Никто, кроме самого Сеньора, не понял, о чем я толкую; зато он на другой день на речном берегу показал мне три пары очков (у тех, что были у меня прежде, их железная оправа проржавела, искривилась, да и сломалась, и мне подчас, чтобы лучше видеть, приходилось брать стакан и подносить его к глазам).
«Торговец из Гамбурга просил меня подарить тебе те, что лучше подойдут. Выбирай!» – буркнул он.
(От сиятельной дамы Кирстен я в тот же день, еще до наступления вечера, узнал, что на самом деле он купил очки у того торговца, чтобы подарить их мне, но почему-то ему претило позволить мне догадаться, что я внушаю ему некоторое сочувствие.)
В то самое время, когда мой господин показывал мне очки и я выбирал те, что лучше подходили к моим глазам, грозовая туча, гремя, надвигалась на стены Ванденсбека. Хозяин остановил усталый взгляд на вершинах деревьев, исхлестанных буйным ветром, и я понял, что его будущее положение при дворе в Богемии отнюдь не представляется ему надежным. Он страдал от рожистого воспаления на щеке и вокруг носа, вызванного мазью, которую его сестра София изготовила наудачу, не найдя в Германии необходимых ингредиентов. Краснота распространилась, заползла под бороду, и он не мог вытерпеть на лице ни своего медного носа, ни вермелевого. Здесь, в Гамбурге, люди его ранга были такими же невеждами, охотниками и дуэлянтами, как в Дании, но кичились изысканностью манер и куда как быстро подмечали смешное в каждом, кто, подобно ему, жил, чуждаясь общества. К тому же он опасался, что если поселится с семьей в Богемии, ему в глазах света повредит его старонемецкий выговор, из-за неполадок с носом еще и смахивающий на утиное кряканье.

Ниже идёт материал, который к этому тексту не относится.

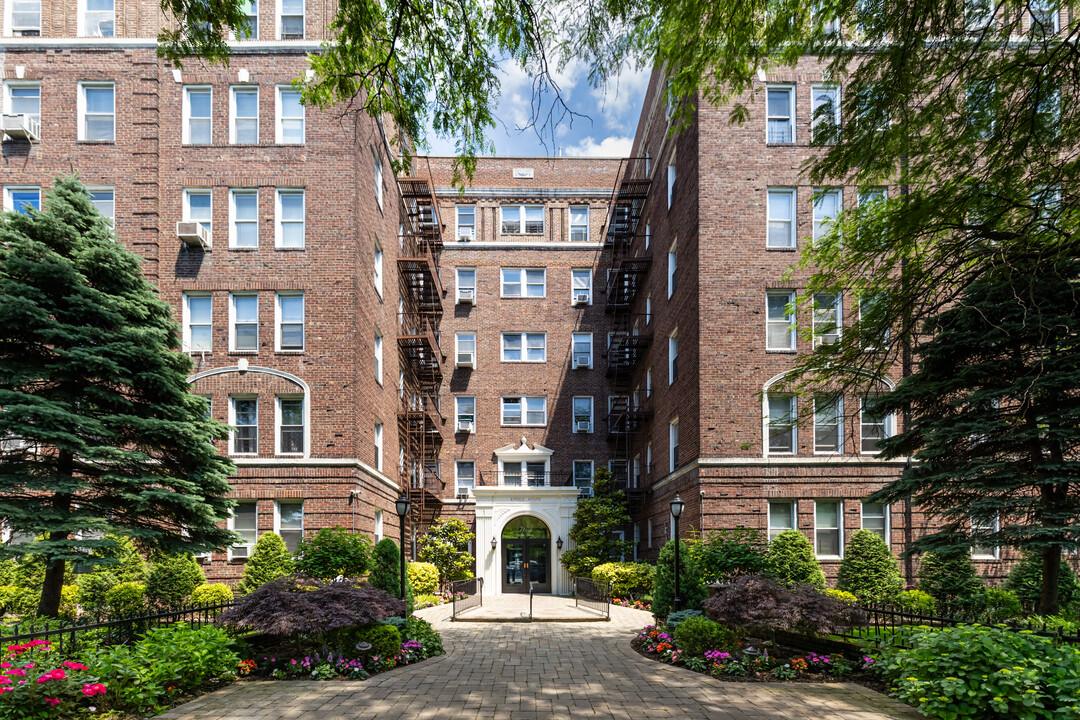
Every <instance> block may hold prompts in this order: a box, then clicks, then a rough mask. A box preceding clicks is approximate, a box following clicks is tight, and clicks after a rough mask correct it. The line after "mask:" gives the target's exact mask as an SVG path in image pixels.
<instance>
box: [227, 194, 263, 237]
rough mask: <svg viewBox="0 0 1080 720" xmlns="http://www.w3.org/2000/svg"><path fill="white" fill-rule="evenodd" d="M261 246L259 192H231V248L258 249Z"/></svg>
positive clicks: (230, 218) (230, 217)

Ныне те, с кем он общался, упрекали его не столько за непомерное тщеславие, сколько за простодушную манеру безоглядно проявлять это свойство. Более двух десятилетий прожив на острове, он привык относиться к светским условностям крайне небрежно. Что до наряда, тут он еще постарался, но в остальном и не подумал примениться к требованиям места и времени. И вот теперь, когда предстояло ехать в Прагу, искать покровительства императора, его томила боязнь, не напрасно ли он ждет почтительного восхищения от этого монарха и от немецких принцев. Ему казалось, что любые его усилия заранее обречены на неудачу из-за пасквиля Урсуса.
Джордано Бруно, воспарявший в эмпиреи познания на Другой манер, был вздернут на дыбу в римском застенке, и сколько бы мой хозяин ни осуждал его ереси, он усмотрел в этом доказательство чрезвычайной духовной свободы проклятого итальянца. Он все повторял, что Бруно мог спастись от пыток инквизиции, ему стоило лишь отречься от своих убеждений.